Fifty shades of U-Net

Research in the course of a PhD thesis, by Adrien Foucart.

Poster sessions in conferences are an exercise that I generally dislike. If you've never seen one, the principle is fairly simple: you take the largest halls and corridors at your disposal in the conference center, give each researcher a one meter wide space to hang a poster, and for one hour they stay next to their poster waiting for someone to come and ask questions about it instead of going for another coffee or biscuit (or sandwich, in the particularly bad cases where the poster session happens during lunch break).

Poster session
A particularly awful looking poster session. (CC BY-SA 4.0, Wikipedia)

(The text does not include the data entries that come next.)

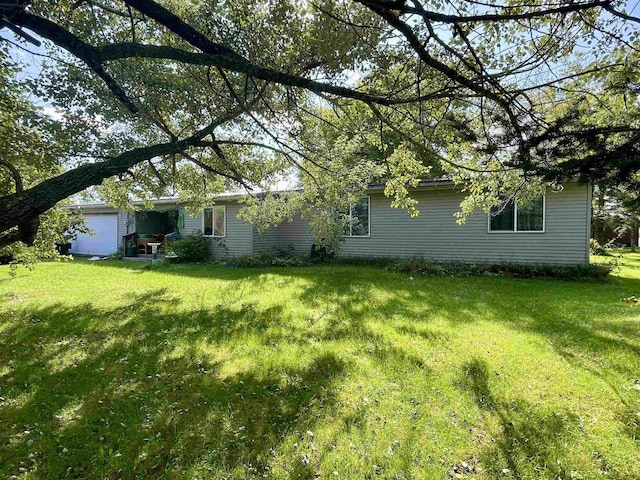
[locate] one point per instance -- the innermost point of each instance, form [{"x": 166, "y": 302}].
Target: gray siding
[
  {"x": 298, "y": 234},
  {"x": 264, "y": 241},
  {"x": 435, "y": 235},
  {"x": 122, "y": 226},
  {"x": 239, "y": 235}
]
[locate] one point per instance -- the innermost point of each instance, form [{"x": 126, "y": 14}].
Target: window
[
  {"x": 215, "y": 221},
  {"x": 527, "y": 217},
  {"x": 357, "y": 224}
]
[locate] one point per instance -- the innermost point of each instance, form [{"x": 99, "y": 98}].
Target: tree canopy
[{"x": 193, "y": 98}]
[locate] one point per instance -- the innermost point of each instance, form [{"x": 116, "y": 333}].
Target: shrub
[
  {"x": 457, "y": 269},
  {"x": 269, "y": 258},
  {"x": 191, "y": 249},
  {"x": 595, "y": 248}
]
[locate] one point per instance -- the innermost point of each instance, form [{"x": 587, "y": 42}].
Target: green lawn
[{"x": 108, "y": 370}]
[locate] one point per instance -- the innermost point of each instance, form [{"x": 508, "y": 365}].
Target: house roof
[{"x": 102, "y": 207}]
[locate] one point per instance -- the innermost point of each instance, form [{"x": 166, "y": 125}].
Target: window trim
[
  {"x": 515, "y": 220},
  {"x": 213, "y": 220},
  {"x": 368, "y": 235}
]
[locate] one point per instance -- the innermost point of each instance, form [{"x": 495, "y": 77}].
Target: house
[{"x": 554, "y": 230}]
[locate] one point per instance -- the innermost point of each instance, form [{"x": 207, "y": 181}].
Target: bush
[
  {"x": 458, "y": 269},
  {"x": 191, "y": 249},
  {"x": 270, "y": 258},
  {"x": 595, "y": 248}
]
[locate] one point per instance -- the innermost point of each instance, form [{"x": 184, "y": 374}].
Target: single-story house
[{"x": 554, "y": 230}]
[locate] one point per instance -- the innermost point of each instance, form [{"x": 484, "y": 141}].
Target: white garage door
[{"x": 105, "y": 240}]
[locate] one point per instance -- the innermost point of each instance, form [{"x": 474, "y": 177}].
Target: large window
[
  {"x": 215, "y": 221},
  {"x": 357, "y": 216},
  {"x": 518, "y": 217}
]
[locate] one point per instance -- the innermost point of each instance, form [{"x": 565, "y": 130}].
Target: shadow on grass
[
  {"x": 126, "y": 391},
  {"x": 123, "y": 393},
  {"x": 531, "y": 441}
]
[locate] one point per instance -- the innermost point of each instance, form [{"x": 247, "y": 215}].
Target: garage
[{"x": 105, "y": 240}]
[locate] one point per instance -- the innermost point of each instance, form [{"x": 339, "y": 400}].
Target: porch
[{"x": 149, "y": 229}]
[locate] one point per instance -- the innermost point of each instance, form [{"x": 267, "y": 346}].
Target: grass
[{"x": 109, "y": 370}]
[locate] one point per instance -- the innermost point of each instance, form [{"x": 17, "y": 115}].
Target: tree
[{"x": 200, "y": 96}]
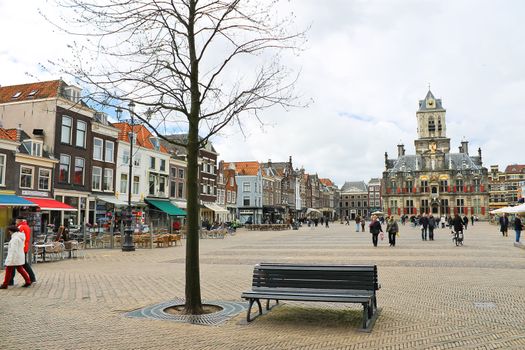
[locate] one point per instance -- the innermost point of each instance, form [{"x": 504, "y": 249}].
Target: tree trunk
[{"x": 193, "y": 288}]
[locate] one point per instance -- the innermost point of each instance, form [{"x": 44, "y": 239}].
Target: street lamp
[{"x": 128, "y": 245}]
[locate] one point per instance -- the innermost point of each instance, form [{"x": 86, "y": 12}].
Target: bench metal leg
[
  {"x": 268, "y": 304},
  {"x": 248, "y": 319},
  {"x": 366, "y": 315}
]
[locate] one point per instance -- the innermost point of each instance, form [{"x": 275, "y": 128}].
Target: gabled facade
[
  {"x": 54, "y": 111},
  {"x": 434, "y": 180},
  {"x": 354, "y": 200},
  {"x": 151, "y": 164},
  {"x": 248, "y": 176}
]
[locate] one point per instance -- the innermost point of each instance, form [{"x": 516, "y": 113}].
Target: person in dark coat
[
  {"x": 431, "y": 225},
  {"x": 392, "y": 228},
  {"x": 465, "y": 221},
  {"x": 375, "y": 229},
  {"x": 504, "y": 225},
  {"x": 457, "y": 223},
  {"x": 518, "y": 226},
  {"x": 424, "y": 226}
]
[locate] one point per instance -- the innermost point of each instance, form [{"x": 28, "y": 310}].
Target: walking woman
[
  {"x": 375, "y": 229},
  {"x": 518, "y": 226},
  {"x": 392, "y": 228},
  {"x": 15, "y": 257}
]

While I think it's generally ineficient as a way of presenting your research, it does provide an unique opportunity of getting a quick overview of "what's going on" in the field. By quickly browsing the posters, which are generally arranged somewhat thematically, you get a sense of the main trends of the domain at the time.

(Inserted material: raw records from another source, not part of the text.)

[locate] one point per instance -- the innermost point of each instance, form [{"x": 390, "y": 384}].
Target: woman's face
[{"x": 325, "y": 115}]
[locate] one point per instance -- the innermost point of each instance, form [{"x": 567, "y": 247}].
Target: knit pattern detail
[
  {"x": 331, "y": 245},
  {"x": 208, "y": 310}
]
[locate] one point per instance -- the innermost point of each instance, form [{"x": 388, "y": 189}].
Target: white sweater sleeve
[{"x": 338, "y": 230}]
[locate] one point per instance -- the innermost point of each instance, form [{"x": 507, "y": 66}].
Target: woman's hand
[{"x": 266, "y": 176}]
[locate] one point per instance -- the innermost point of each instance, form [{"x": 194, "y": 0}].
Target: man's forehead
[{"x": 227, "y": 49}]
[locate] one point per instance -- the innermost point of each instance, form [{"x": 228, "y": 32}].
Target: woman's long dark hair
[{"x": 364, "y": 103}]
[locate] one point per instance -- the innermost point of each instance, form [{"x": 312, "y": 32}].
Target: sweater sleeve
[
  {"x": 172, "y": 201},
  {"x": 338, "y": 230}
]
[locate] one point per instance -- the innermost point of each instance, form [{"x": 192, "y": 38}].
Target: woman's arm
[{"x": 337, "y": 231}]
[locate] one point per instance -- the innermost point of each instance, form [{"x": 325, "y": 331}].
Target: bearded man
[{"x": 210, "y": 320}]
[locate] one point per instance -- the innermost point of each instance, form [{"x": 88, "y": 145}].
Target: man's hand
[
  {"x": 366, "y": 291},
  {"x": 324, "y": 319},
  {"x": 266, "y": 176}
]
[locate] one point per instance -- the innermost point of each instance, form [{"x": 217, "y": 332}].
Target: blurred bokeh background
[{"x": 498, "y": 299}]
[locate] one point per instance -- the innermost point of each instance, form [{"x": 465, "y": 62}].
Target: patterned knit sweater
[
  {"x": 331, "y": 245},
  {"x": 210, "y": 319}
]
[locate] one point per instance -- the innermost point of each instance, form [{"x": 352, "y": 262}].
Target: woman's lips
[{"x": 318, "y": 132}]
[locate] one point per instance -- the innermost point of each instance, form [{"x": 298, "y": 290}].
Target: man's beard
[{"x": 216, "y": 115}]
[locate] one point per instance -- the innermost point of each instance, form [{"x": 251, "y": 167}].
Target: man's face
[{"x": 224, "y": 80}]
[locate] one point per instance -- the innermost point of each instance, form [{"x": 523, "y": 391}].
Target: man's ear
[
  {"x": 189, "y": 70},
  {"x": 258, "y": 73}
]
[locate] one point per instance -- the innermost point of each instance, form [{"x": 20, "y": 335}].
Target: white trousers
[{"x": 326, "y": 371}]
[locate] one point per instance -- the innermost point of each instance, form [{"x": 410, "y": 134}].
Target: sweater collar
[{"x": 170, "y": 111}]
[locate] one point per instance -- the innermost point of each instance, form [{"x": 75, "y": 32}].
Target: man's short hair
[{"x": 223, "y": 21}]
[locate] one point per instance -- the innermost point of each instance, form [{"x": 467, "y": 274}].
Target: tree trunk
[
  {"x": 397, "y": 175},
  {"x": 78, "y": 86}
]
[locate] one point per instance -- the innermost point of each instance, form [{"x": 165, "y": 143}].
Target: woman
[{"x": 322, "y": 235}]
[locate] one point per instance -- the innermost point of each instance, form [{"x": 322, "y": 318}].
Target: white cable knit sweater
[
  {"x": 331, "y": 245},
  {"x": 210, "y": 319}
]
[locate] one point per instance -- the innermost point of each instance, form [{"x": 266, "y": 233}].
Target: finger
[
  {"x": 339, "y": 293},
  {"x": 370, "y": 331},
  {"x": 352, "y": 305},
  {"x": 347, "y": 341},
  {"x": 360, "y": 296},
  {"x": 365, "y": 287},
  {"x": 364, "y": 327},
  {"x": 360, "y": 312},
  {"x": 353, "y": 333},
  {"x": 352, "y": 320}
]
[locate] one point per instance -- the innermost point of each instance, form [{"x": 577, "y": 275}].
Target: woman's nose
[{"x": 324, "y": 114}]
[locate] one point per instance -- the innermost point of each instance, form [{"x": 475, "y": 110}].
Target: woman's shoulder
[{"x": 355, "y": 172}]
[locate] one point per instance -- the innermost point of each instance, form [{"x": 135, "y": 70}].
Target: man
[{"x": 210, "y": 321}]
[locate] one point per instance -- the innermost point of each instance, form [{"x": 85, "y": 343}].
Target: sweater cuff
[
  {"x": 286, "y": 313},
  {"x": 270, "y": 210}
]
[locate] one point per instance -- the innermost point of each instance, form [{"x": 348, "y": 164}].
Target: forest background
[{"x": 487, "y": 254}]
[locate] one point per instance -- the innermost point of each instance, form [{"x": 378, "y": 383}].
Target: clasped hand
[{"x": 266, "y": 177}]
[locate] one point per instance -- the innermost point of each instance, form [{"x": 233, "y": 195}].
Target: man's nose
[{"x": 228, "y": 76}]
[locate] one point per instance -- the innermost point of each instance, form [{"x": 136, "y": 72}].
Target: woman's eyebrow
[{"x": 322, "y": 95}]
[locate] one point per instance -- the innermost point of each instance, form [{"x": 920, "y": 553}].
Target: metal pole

In April 2019, when I attended the ISBI conference, it felt like everywhere we looked we could see the same picture looking back at us:

UNet architecture
U-Net architecture, from Ronneberger et al [1].

U-Net. It was introduced in 2015 at another conference (MICCAI) and quickly became a very popular choice for medical image segmentation. The two reasons for that were that it got good results on several different challenges and datasets, and that the authors released the trained network and the source code of the model, so anyone who wanted to try it out didn't have to re-implement everything.

By 2019, U-Net was everywhere. It quickly became the default option for medical image segmentation, along with several extensions and adaptations. From the ISBI poster session, it seemed like any segmentation problem could now be approached in the same way: get a bunch of annotations, fit a U-Net on your dataset, publish the results.

The problem of course is: what are we learning from all that? What's the point? Have we just solved segmentation and that's it?

One interaction I had during this poster session stuck with me. I was looking at a table of results on X-Ray images, which used the Dice (or F1) score as a metric. The results were very close to each other, and when I wondered if they thought it was a significant difference, they replied that even though the scores were very similar, they could see a clear difference visually on the shape of the borders of the object, which is what they were mostly interested in. Why, then, didn't they use another, more relevant metric? They apparently hadn't thought about it.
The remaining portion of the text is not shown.